The approach was a combination of topics that were relevant to my story/personal experiences and articles that could rank well in Google and drive affiliate sales.
For the first two years, I wrote everything myself and then eventually brought on two freelance writers to help knock out additional content. I would create the outline and keywords to include, then still edit a bit and add my voice. But it would save me a few hours of time each week.
My content strategy was pretty simple. I had a handful of categories that I wanted to cover on Invested Wallet, so I’d start at one category and publish a post, then move to the next category, etc.
As far as keyword research, it was usually a combination of using Google Auto Suggest and related topics, Search Console, Keyword Surfer, and SEMRush. I had a huge spreadsheet of topics and keywords to tackle and would keep adding any ideas that I could check on topic, difficulty, what competitors wrote about it, etc.
What were your keys to success with the site?
- Web traffic, specifically from Google (and time on site)
- Revenue from sponsorships, affiliates, display ads
- Brand awareness, people knowing about Invested Wallet
Why and when did you decide to sell the site?
After 3 years of running it, I was getting a bit burned out.
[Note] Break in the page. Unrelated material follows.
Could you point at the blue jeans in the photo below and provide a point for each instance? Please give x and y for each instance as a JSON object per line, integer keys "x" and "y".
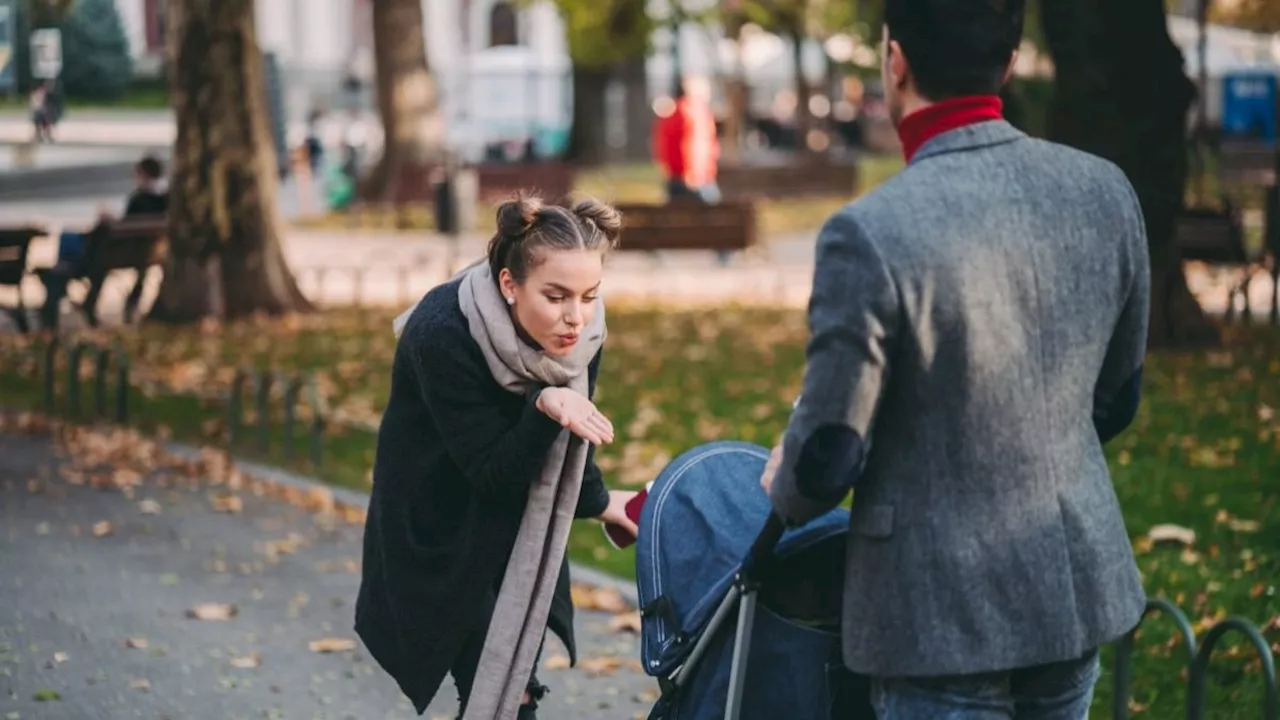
{"x": 1060, "y": 691}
There were some ups and downs with Google Algorithm shifts. I didn’t have the passion to keep writing as much as I was, and I felt there was an opportunity for someone to take it to the next level.
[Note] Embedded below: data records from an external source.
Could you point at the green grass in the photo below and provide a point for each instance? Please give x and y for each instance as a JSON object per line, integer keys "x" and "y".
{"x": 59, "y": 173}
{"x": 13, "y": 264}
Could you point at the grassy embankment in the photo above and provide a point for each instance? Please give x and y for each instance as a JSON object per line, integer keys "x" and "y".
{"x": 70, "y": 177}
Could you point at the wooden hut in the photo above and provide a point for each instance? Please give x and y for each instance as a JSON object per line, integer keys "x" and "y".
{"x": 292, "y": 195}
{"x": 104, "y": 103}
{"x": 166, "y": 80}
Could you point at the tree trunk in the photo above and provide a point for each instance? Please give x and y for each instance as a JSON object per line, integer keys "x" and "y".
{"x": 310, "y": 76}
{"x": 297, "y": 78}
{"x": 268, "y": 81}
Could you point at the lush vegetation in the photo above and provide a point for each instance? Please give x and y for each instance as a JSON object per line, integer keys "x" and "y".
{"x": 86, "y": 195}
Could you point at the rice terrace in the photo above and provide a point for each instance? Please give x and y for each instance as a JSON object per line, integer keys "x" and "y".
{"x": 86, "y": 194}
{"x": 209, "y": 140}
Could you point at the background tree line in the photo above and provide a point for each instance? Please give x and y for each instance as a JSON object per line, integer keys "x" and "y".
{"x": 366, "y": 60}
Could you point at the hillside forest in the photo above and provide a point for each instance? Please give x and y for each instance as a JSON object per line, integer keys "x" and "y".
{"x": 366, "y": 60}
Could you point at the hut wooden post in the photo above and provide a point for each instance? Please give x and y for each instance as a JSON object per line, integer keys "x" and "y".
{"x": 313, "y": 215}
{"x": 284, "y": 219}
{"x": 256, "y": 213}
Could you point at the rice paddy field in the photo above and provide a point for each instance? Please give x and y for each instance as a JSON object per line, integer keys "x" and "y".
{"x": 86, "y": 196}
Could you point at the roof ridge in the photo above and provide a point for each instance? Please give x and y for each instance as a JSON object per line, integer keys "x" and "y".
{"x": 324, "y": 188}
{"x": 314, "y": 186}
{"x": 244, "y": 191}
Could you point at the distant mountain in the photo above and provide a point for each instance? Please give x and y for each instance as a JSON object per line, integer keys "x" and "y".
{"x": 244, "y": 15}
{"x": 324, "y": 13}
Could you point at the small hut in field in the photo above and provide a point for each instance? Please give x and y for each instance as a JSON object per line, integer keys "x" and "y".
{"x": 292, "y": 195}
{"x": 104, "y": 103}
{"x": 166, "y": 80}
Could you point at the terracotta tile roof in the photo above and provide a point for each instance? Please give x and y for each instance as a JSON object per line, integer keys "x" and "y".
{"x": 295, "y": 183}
I knew I wouldn’t hold on to this forever, as my plan was to build it up for a while and then sell. Plus, my wife and I were ready to start a family and find a house, so the extra cash would help us with those goals.
How did you find a buyer for the site?
Fortunately, I was in some online communities for bloggers and those in the finance space. I considered listing on some of the known marketplace sites but wanted to avoid it if I could just with the broker fees. While those typically are fair and it’s part of the marketplace business model, I wanted to keep as much as possible.
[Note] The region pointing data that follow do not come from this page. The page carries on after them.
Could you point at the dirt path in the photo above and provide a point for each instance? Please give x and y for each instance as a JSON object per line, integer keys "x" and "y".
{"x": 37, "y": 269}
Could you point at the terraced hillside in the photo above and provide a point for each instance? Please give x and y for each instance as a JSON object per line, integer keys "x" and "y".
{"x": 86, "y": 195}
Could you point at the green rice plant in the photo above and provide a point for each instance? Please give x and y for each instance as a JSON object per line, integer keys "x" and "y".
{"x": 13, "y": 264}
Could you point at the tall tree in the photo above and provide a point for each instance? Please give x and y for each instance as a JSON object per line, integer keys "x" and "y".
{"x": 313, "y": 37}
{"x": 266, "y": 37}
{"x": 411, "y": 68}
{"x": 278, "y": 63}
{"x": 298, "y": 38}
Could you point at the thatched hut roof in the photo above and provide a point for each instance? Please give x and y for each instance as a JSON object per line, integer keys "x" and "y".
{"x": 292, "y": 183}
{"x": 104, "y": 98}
So, I just put my note into those communities that I was looking to sell and the range I was ideally looking for to see who might be interested.
I had one deal almost complete for more than I asked, but it fell through. But then one of the blogging communities I was in, a few folks grouped together and gave me a fair offer. And we closed the deal from there.
If you could go through the process of selling it again, would you do anything differently?
For my first major site sale without a broker, I think it went pretty well. However, for future ones, if I were not approached first to sell, I probably would use a broker like Empire Flippers, Acquire.com, or something similar. While there are fees involved, I’d be able to get in front of more qualified buyers instead of trying to source my own.
What do you think you gained through your experience with Invested Wallet?
This was my first blog/content site where I treated it like a business from day one. I learned a lot about opening an LLC, doing bookkeeping with QuickBooks, taxes, growing additional marketing skills, and the process of selling an asset like this.
I’ve always learned something from my side hustles. It’s why I’m a big fan and encourage others to start one (it doesn’t have to be content sites, but find something they can do on the side).
What are you working on now?
Beyond working full-time in marketing, I started Remote Work Junkie in March 2022.
A few months after selling Invested Wallet. I took a break for a bit, but I knew my next site would be around remote work and careers. Something I’m also passionate about, as I’ve been working fully remote since 2017. And Remote Work Junkie was born!
The website features articles and tips all about remote work, finding remote jobs, managing remote teams, career advice, and has a job board for remote positions.
I’m also working on a potential marketing agency for founders and SaaS startups but with a slight twist on the traditional model. That’s in the website design phase, and I hope to have it out in the coming months.
Thank you Todd for taking the time to answer these questions and share about your experience.